In the recent case of Signia Wealth(“Signia”) and Vector Trustees Ltd(“Vector”) [2018], the High Court of Justice ruled that Signia’s bad leaver provision did not breach the penalty doctrine, and was therefore enforceable.


The case originated when Ms Dauriac, managing director of Signia, following an already deteriorated relationship with the founder of Signia, resigned during a disciplinary proceeding for an expenses claim. Based on Signia’s articles of association, directors or employees are obliged to offer their shares back to the company when leaving. The price of the shares were to be determined based on whether or not they were deemed to be a “bad leaver”, in this situation, the bad leaver would get a price much lower than the market price. Ms Dauriac was deemed to be a bad leaver by the company, and her 49% shareholding in Signia was compulsorily transferred from her, at a price of £2 for all of her shares, as per Signia’s articles of association (the “articles”). This amount was low and punitive, regardless of the fact that she was deemed to be a bad leaver.


Ms Dauriac contested the fact that she was a bad leaver but argued that even if she was considered a bad leaver under the company’s articles she claimed that the difference in price between a bad and a good leaver constituted a penalty, and therefore the provision was not enforceable.

Under English law, a penalty is a secondary obligation which, in case of a contractual breach of a primary obligation, imposes a disadvantage to the contract breaker that is out of proportion to any legitimate interest of the other party, and is therefore unenforceable (Cavendish Square Holdings B.V. v El Makdessi [2015]) (“Cavendish v Makdesi”).

The court found that Ms Dauriac was a leaver due to her own resignation and indeed a bad one, according to the company’s articles, however, they held that the penalty doctrine did not apply to this case, and that even if it did, the bad leaver provisions were not considered a penalty. This was because the enforcement of these provisions was due to the company’s articles and not a breach of a primary contractual duty. Ms Dauriac was therefore awarded by the Court an amount of  £750.000 for the price of all her shares. The court determining that in the situation this was a fair value valuation, albeit still far below their market price.

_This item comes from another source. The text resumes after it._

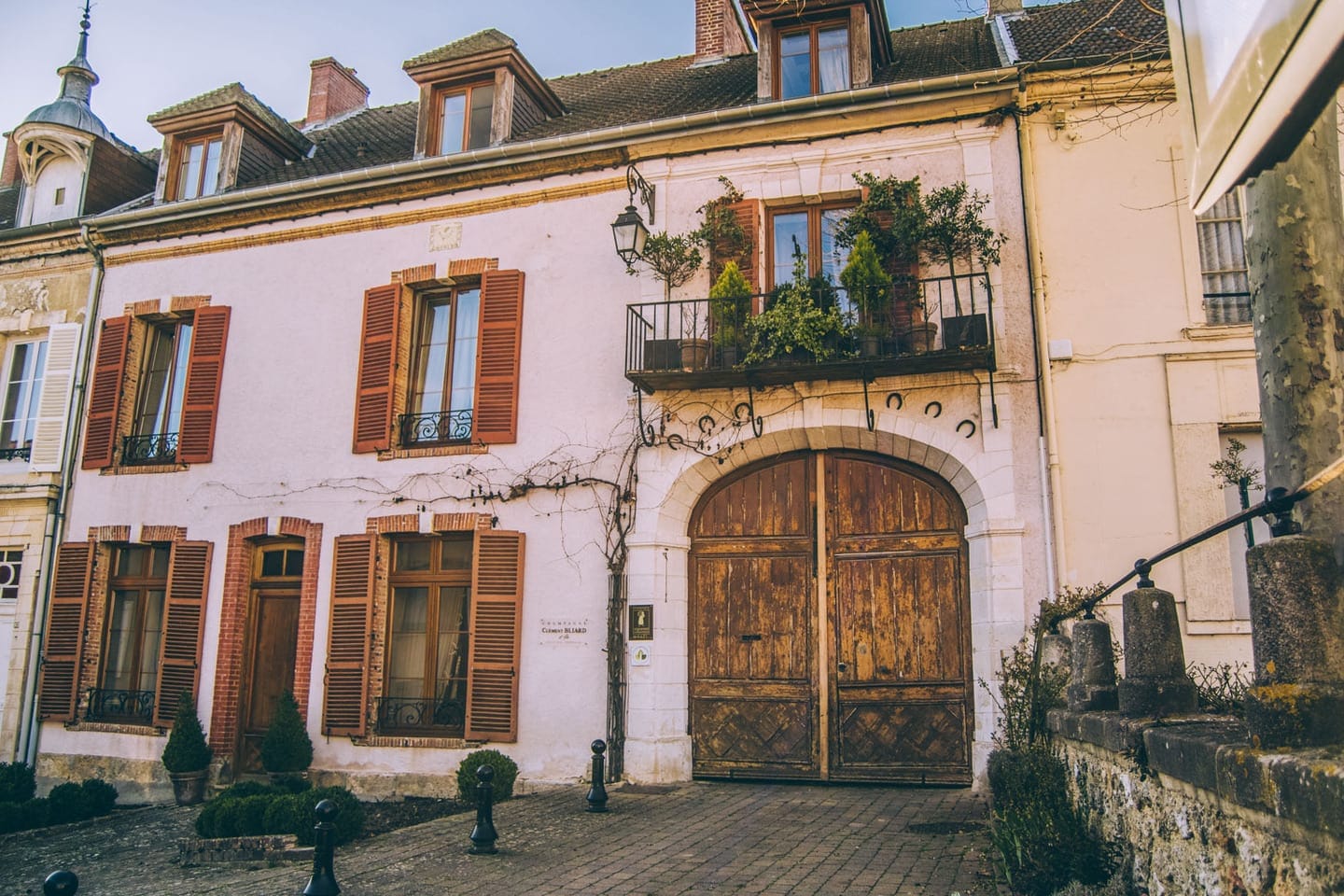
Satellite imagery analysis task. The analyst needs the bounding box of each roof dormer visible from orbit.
[147,83,312,203]
[402,28,565,159]
[736,0,891,100]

This case highlights the importance of well drafted leaver and compulsory transfer provisions in order to tie shareholding to people involved with the company’s business development. As well as highlighting how these types of provisions can be used as an effective tool to retain staff, as “bad leavers” are forced to sell their shares at a reduced price. Moreover, this case also alleviates concerns of commentators on the enforceability of bad leaver provisions, especially since the judgement in Cavendish v Makdesi.